ASSESSMENT & TREATMENT / Person-Centered PLAN
See Appendix B: Updated PCP and Comprehensive Clinical Assessment Protocol
An assessment is completed for a client, according to the governing body policy, prior to the delivery of services, and includes, but need not be limited to:
• The client’s presenting problem
• The client’s needs and strengths
• A provisional or admitting diagnosis with an established diagnosis determined with in 30 days of admission.
• A pertinent social, family, and medical history; and
• Evaluations or assessments, such as psychiatric, substance abuse, medical and vocational, as appropriate to the client’s needs.
When services are provided prior to the establishment and implementation of the treatment plan, hereafter referred to as “the plan”, strategies to address the client’s presenting problem shall be documented.

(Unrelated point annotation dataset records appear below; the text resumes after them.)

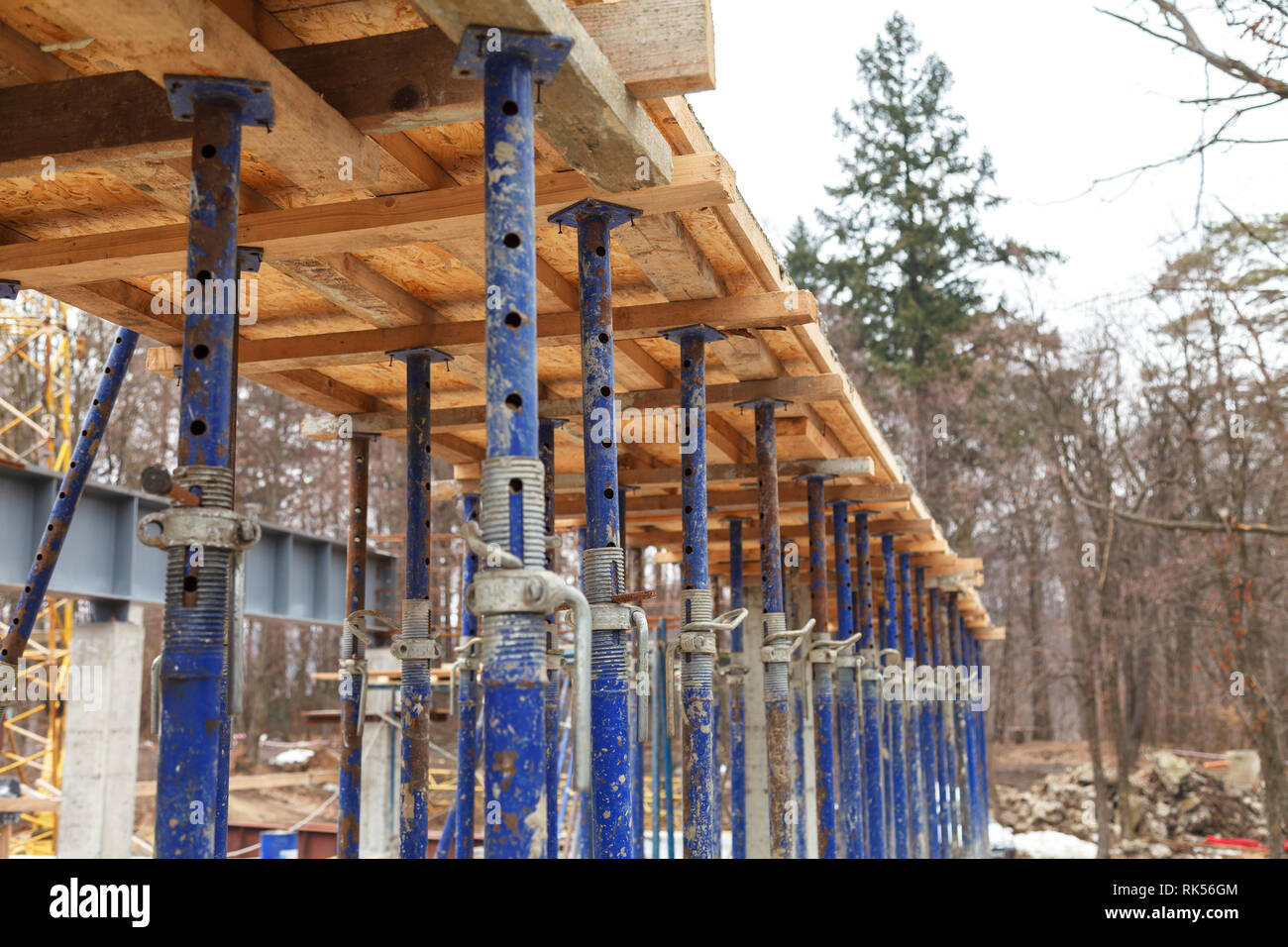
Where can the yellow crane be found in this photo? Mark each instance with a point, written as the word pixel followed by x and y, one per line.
pixel 37 352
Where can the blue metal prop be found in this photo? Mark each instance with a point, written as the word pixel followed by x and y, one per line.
pixel 467 698
pixel 194 641
pixel 917 841
pixel 613 834
pixel 822 685
pixel 848 740
pixel 514 661
pixel 926 724
pixel 68 496
pixel 416 699
pixel 782 835
pixel 898 738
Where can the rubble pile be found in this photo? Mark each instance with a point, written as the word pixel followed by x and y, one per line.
pixel 1171 806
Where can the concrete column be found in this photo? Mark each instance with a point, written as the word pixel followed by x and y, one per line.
pixel 102 741
pixel 377 825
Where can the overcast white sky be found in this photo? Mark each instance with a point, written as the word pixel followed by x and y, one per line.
pixel 1059 93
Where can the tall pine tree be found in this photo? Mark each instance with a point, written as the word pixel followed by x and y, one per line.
pixel 905 236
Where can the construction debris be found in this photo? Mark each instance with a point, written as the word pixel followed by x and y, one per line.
pixel 1172 806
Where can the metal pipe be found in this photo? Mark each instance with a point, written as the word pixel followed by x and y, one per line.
pixel 27 608
pixel 697 642
pixel 604 579
pixel 353 655
pixel 658 729
pixel 848 724
pixel 249 260
pixel 941 755
pixel 870 681
pixel 911 709
pixel 511 514
pixel 926 724
pixel 970 732
pixel 447 840
pixel 554 652
pixel 898 737
pixel 467 696
pixel 416 646
pixel 782 835
pixel 737 701
pixel 952 741
pixel 201 543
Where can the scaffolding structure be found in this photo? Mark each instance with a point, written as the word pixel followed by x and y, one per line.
pixel 403 241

The plan is developed based on the assessment and in partnership with the client or legally responsible person or both, and implemented within 30 days of admission for clients who are expected to receive services beyond 30 days.
The plan shall include:
• Client outcome(s) that are anticipated to be achieved by provision of the services and projected date of achievement;
• Strategies for working toward goals;
• Staff responsible;
• A schedule for review of the plan at least annually in consultation with the client or legally responsible person or both;
• Basis for evaluation or assessment of outcome achievement;
• Written consent or agreement by the client or responsible party, or a written statement by the provider stating why such consent could not be obtained.

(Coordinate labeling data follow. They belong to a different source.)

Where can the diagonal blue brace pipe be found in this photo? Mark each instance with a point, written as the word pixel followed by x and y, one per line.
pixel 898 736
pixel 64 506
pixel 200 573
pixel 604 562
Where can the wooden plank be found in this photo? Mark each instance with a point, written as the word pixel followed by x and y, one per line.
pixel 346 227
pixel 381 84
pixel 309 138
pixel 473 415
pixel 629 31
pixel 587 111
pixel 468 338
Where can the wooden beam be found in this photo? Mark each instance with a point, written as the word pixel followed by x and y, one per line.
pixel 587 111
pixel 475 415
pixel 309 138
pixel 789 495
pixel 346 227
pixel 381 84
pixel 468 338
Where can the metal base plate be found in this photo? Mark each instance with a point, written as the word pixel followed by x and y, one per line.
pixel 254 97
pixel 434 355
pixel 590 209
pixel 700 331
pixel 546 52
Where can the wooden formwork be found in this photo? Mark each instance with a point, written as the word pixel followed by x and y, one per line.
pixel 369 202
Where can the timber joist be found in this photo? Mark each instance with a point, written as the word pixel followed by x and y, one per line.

COMPONENTS OF A CLIENT RECORD
A client record is maintained for each individual admitted to the agency, which shall contain, but need not be limited to the following:
An identification face sheet which includes:
Name (first, last, and middle, and maiden)
Client record number
Date of birth
Race, gender, and marital status
Admission date
Discharge date
Documentation of mental illness, developmental disabilities, or substance abuse diagnosis coded according to the DSM IV;
Documentation of screening and assessment; treatment/habilitation/PCP or service plan
Emergency information for each client, which shall include the name, address, and telephone number of the person to be contacted in the case of sudden illness or accident and the name, address, and telephone a the client’s preferred medical physician.
A signed statement from the client or legally responsible person granting permission to seek emergency care from a hospital or physician;
Documentation of services provided
Documentation of progress toward outcomes
(If applicable) documentation of any physical disorders diagnosis according to International Classification of Diseases (ICD-9-CM)
The Ship Group Community Services ensures that information relative to AIDS or related conditions are disclosed only in accordance with the communicable disease laws as specified in GS 130A-143.
See The Ship Group Community Services Care Consumer Record Index/Outline in Appendix G of this manual.